In 2002, the National Heart, Lung, and Blood Institute (NHLBI) launched The Heart Truth, a national education program for women that raises awareness about heart disease and its risk factors and educates and motivates them to take action to prevent the disease. The Red Dress, centerpiece of The Heart Truth, is a red alert that inspires women to take action to protect their heart health. The primary message driving The Heart Truth is: “Heart Disease Doesn’t Care What You Wear—It’s the #1 Killer of Women®.” National Wear Red Day® is a day of action to show support for women and heart disease awareness. On the first Friday in February each year, women and men across the United States (and around the world) can unite in the movement to give women a personal and urgent wake-up call about their risk of heart disease.

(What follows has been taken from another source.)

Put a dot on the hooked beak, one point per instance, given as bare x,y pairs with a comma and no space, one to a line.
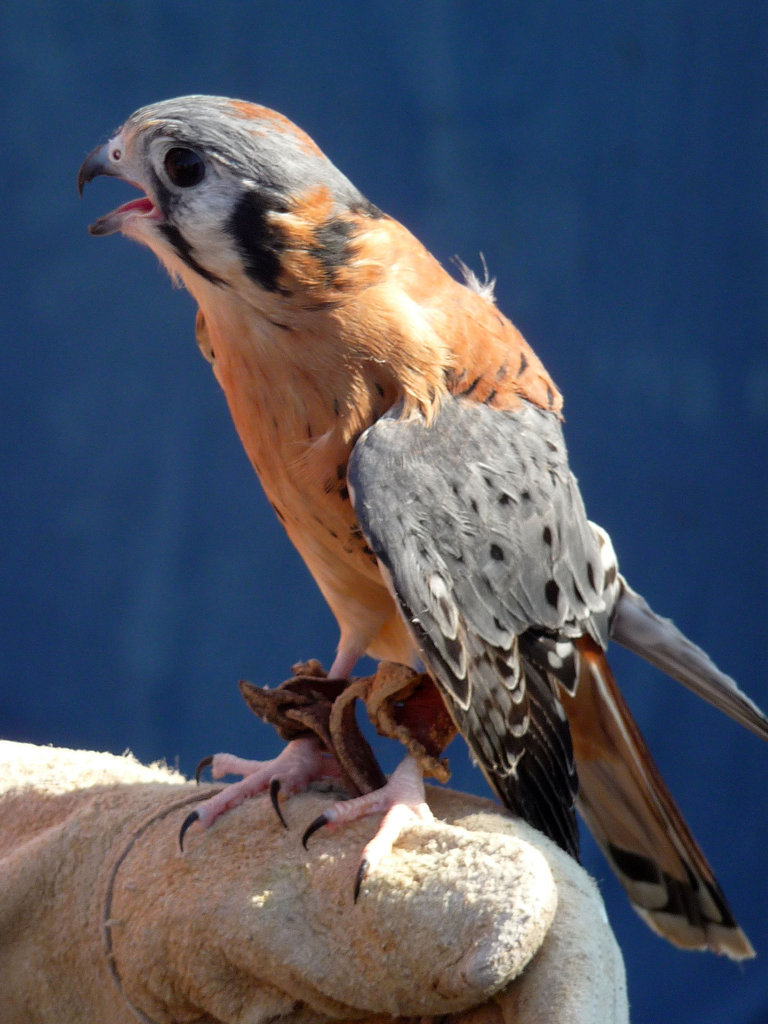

In addition to wearing red on National Wear Red Day (February 6) to raise awareness of the risk of heart disease in women (and in men), I’d like to challenge my fellow pharmaceutical scientists (and other professionals in the health care field) to use this day as well to mark the beginning of, or recommitment to, a life-style that serves to minimize your risk of heart disease, thereby ensuring a healthy pool of scientists and health care providers who will continue to provide access to needed medicines. You can make a difference for yourself, your loved ones, and the patients who are waiting.
Research in the Journal of American College of Cardiology (2014; 64(5); 472-481), which was noted in recent issues of both Women’s Running and Runner’s World, concluded that something as simple as “running even five to 10 minutes/day and at slow speeds is associated with markedly reduced risks of death from all causes and cardiovascular disease.” Other excellent tips for meeting my challenge can be found online. And for more motivation, check out the CharityMiles app to make your walking, running, and biking miles for cardio fitness make a “difference” in other ways as well! Every time I walk to and from the AAPS office, I not only enjoy an hour of heart-healthy exercise, but one more dollar goes to The Leukemia & Lymphoma Society (LLS) for blood cancer research and patient support. In fact, the app has raised more than a million dollars for all of the 25 sponsored charities over the past year, and I am glad to be “doing my part” in the upcoming New Orleans half marathon!